After emerging with the winning bid for First Republic, the $229 billion lender to rich coastal families, JPMorgan Chase CEO Jamie Dimon delivered the soothing words craved by investors after weeks of stomach-churning volatility: «This part of the crisis is over.»
But even as the dust settles from a string of government seizures of failed midsized banks, the forces that sparked the regional banking crisis in March are still at play.
Rising interest rates will deepen losses on securities held by banks and motivate savers to pull cash from accounts, squeezing the main way these companies make money. Losses on commercial real estate and other loans have just begun to register for banks, further shrinking their bottom lines. Regulators will turn their sights on midsized institutions after the collapse of Silicon Valley Bank exposed supervisory lapses.
What is coming will likely be the most significant shift in the American banking landscape since the 2008 financial crisis.

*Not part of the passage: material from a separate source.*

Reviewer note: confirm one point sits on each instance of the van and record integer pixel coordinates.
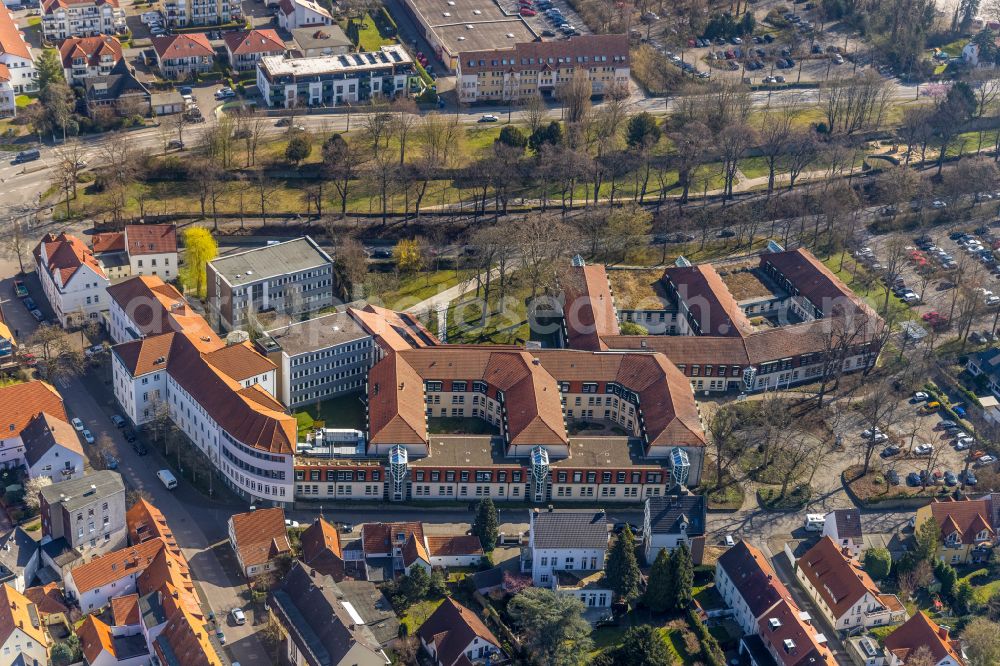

Many of the country's 4,672 lenders will be forced into the arms of stronger banks over the next few years, either by market forces or regulators, according to a dozen executives, advisors and investment bankers who spoke with CNBC.
«You're going to have a massive wave of M&A among smaller banks because they need to get bigger,» said the co-president of a top-six U.S. bank who declined to be identified speaking candidly about industry consolidation. «We're the only country in the world that has this many banks.»